Question I : Insuffisance de l'avis


[7]         Le demandeur soutient que le tribunal a illégalement rendu sa décision et, plus particulièrement, qu'elle n'a pas été rendue conformément au processus en deux temps qui, selon lui, est exigé par la loi et la jurisprudence. Selon moi, le tribunal a suivi le processus prévu par la loi, et il était légitimement habilité à rejeter l'appel du demandeur et à annuler le sursis au moment où il l'a fait. La procédure d'appel dont il est question en l'espèce est régie par l'article 74 de la Loi sur l'immigration[1], lequel énonce ce qui suit :

74. (1) Where the Appeal Division allows an appeal made pursuant to section 70, it shall quash the removal order or conditional removal order that was made against the appellant and may

74. (1) Si elle fait droit à un appel interjeté dans le cadre de l'article 70, la section d'appel annule la mesure de renvoi ou de renvoi conditionnel et peut_:

(a) make any other removal order or conditional removal order that should have been made; or

a) soit lui substituer celle qui aurait dû être prise;

(b) in the case of an appellant other than a permanent resident, direct that the appellant be examined as a person seeking admission at a port of entry.

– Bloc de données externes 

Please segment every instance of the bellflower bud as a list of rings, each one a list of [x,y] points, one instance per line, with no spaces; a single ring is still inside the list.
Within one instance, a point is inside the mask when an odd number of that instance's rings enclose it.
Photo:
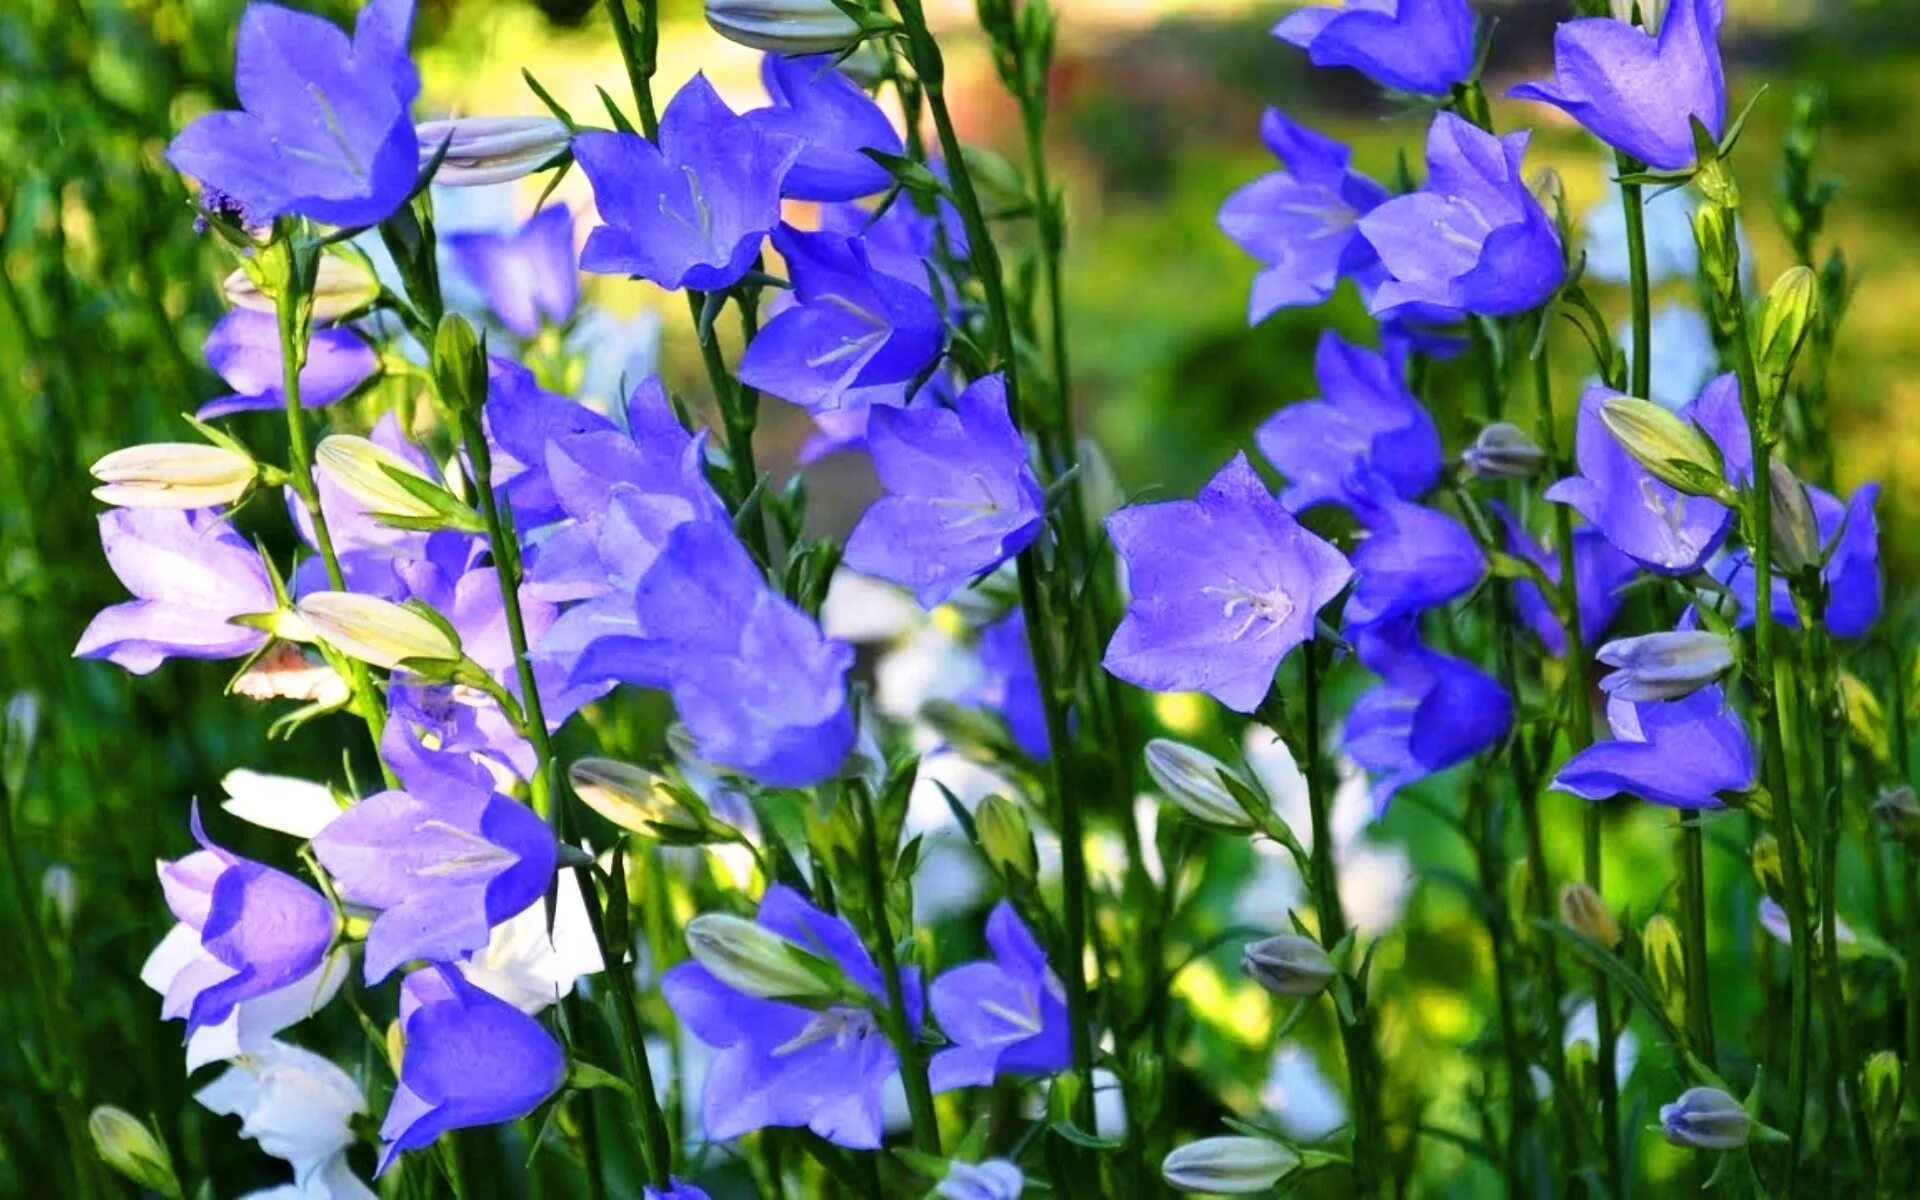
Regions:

b) soit ordonner, sauf s'il s'agit d'un résident permanent, que l'appelant fasse l'objet d'un interrogatoire comme s'il demandait l'admission à un point d'entrée.

(2) Where the Appeal Division disposes of an appeal by directing that execution of a removal order or conditional removal order be stayed, the person concerned shall be allowed to come into or remain in Canada under such terms and conditions as the Appeal Division may determine and the Appeal Division shall review the case from time to time as it considers necessary or advisable.

(2) En cas de sursis d'exécution de la mesure de renvoi ou de renvoi conditionnel, l'appelant est autorisé à entrer ou à demeurer au Canada aux éventuelles conditions fixées par la section d'appel. Celle-ci réexamine le cas en tant que de besoin.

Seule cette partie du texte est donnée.